Gözlerim açelya'yı inceledi. Üç ay öncesinden daha iyiydi. Dudaklarının rengi canlı, yüzü renkli ve o zamana bakılırsa dinçti. Az da olsa kilo almıştı, daha sağlıklıydı, boynundaki lekeler artık yoktu. Peki ya ruhu? Hâlâ korkuyordu. hem gerektiğinden fazla temkinli yürüyor, hem de gerektiğinden fazla arkasına bakıyordu. Şiyar'ın gelmesinden korkuyordu. Geceleri ağlıyordu, korkuyordu ama beni üzmemeye çalışıyordu. İçli bir nefes verdim. Ellerim bana dönük olan yüzüne uzandı. Usul usul gezdirdim parmaklarımı yanaklarında. "Açelya'm..." Dedim iç geçirerek. Daha sonrasında aklıma gelen fikirle gülümseyip kafamı iki yana salladım. "Boyun eydiğim tek kişi sensin bu hayatta." Dedim. "Güçsüz değilsin, senin gücün beni yaşatıyor, Dünya'm senin gücünle dönüyor..." Dedim.
"Güçlü olmak zaten bu acılara katlanmaktan geçmiyor mu açelya'm?" Dediğimde yerinde kıpırdanıp benim oturduğum yere doğru yaklaştı. Hiç istif vermeden uykusuna devam ediyordu. Uzanıp bir defa daha öptüm yüzünü. Yanaklarına,alnına, burnuna ve dudaklarına birer defa öpücük kondurdum ve yerimden kalktım. Arkamı dönüp odadan çıkacakken kapıda bizi izleyen nisa'yı gördüm. Onu gördüğüm için bocalamış bir şekilde "ben de çıkıyordum." Deyip salona doğru ilerledi. Ben ise umursamadan mutfağa doğru ilerledim çünkü açelya uyandığı zaman acıkacaktı, biliyordum. Bu yüzden yemek yapmaya kalkışacaktı ama yorulmasını istemiyordum.
☀️
Bir saat sonra...
Gözlerimi araladığımda krem renkli kapının üstündeki poster dikkatimi çekti. Sanki hiç kendim asmamışım gibi inceledim onu. Daha sonrasında kapının solundaki kitaplık ve onun hemen önündeki armut koltuk görüş alanıma girdi. Biraz da bayık gözlerle onları inceledim. Daha sonrasında tam olarak ayıldığımı hissettiğimde yattığım yerden kalktım.
Ayaklarım yerle buluştuğunda topuklarımı yakan soğuk his ile doğruldum. Paytak ve güçsüz adımlarla odanın kapısına doğru ilerledim. Elim kapı kolunu kavradığında kapının başka bir kişi tarafından açılmak üzere olduğunu anladım. Önce davranıp ben açtığımda Nisa'nın şaşkınlıkla bana baktığını gördüm. "Uyanmışsın." Dediğinde yüzüme bir gülümseme takınıp "şimdi doğdu güneşim." Dediğimde yüzü düştü. "Böyle davranmak zorunda değilsin açelya." Dediğinde derin bir nefes verdim. "İyi misin?" Diye bir soru yönelttiğinde "olması gerektiği gibi." Dedim. Nisa ise beni çok darlamamak için ilk önce sarıldı ve hızlıca geri çekildi. "Ben salondayım." Dediğinde mırıltıyla onayladım.
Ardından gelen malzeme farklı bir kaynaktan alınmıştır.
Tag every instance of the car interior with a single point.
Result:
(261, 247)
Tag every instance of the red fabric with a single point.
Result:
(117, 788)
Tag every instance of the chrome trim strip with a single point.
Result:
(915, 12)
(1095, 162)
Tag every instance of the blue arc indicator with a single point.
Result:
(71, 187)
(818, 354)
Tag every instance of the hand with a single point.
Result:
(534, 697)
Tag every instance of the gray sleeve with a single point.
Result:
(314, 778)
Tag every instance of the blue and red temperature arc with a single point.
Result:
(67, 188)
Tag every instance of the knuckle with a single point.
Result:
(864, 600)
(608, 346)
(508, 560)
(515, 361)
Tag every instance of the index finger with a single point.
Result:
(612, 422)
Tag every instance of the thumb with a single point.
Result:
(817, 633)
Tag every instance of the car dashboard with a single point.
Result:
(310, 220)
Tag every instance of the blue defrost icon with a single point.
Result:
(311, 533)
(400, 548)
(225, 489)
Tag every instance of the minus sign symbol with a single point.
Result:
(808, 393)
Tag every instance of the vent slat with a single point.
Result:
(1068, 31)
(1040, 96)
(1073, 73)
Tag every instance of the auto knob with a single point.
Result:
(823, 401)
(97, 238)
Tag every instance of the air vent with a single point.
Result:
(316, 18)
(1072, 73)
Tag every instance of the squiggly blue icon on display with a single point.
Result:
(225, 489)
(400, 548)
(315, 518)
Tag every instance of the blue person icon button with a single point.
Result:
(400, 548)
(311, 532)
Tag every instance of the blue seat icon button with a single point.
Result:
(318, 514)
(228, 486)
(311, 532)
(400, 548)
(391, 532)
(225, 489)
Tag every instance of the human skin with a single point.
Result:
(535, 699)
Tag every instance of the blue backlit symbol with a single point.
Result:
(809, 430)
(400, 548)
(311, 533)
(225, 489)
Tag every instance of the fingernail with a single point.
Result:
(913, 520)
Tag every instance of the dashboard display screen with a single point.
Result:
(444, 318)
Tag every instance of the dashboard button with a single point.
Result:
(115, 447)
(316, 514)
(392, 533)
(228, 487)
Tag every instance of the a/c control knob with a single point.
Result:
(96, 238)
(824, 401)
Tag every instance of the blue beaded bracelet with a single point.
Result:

Ben de kapının eşiğinden harekete geçerek mutfağa doğru ilerledim, acıkmıştım ve bir şeyler hazırlamam gerekiyordu. Gözlerim ayaklarımdayken mutfağın kapısını açtığımda Eymen'in sesi kulaklarımı doldurdu. "Meleğim? Uyanmışsın." Dediğinde gözlerim anında sesinin geldiği yöne döndü. "Oyyy! Şimdi doğdu güneşim!" Dedim bu sefer gerçek bir neşeyle. Eymen ise neşeli bir tavırla "iyi misin?" Diye sorduğunda "seni görünce ağrım sızım kalmıyor." Dedim aynı tavırı sergileyerek. Eymen'in gülümsemesi genişlerken "sen böyle yapınca nasıl böyle tatlı olabiliyorsun?" Dedi bir yandan da bana doğru yaklaşarak. Elleri bel oyuntuma giderken alnını alnıma yasladı. Vücudumu vücuduna yaslayıp aradaki mesafeyi sıfırladı. Gözlerini gözlerime kilitlediğinde ben de kendimi alıkoyamadım. Elim istemsizce omuzuna doğru ilerledi. En sonunda "çok mu canın yanıyor?" Dediğinde ise kafamı olumsuz bir şekilde iki yana salladım. "Sen varken asla." Dedim net bir tavırla. Verdiği içli nefes benim yüzümü sarıp sarmaladı. "Geç kaldım meleğim, çok geç kaldım." Dediğinde parmak uçlarında yükselerek dudaklarımı dudaklarına bastırdım. Bir kaç saniye sonra ayrılıp "böyle düşünme." Dedim dudaklarım dudaklarına değerken. O ise hiç bir şey söylemeden tekrar dudaklarını dudaklarıma yasladı. O bunu yaparken arkaya doğru yasladı.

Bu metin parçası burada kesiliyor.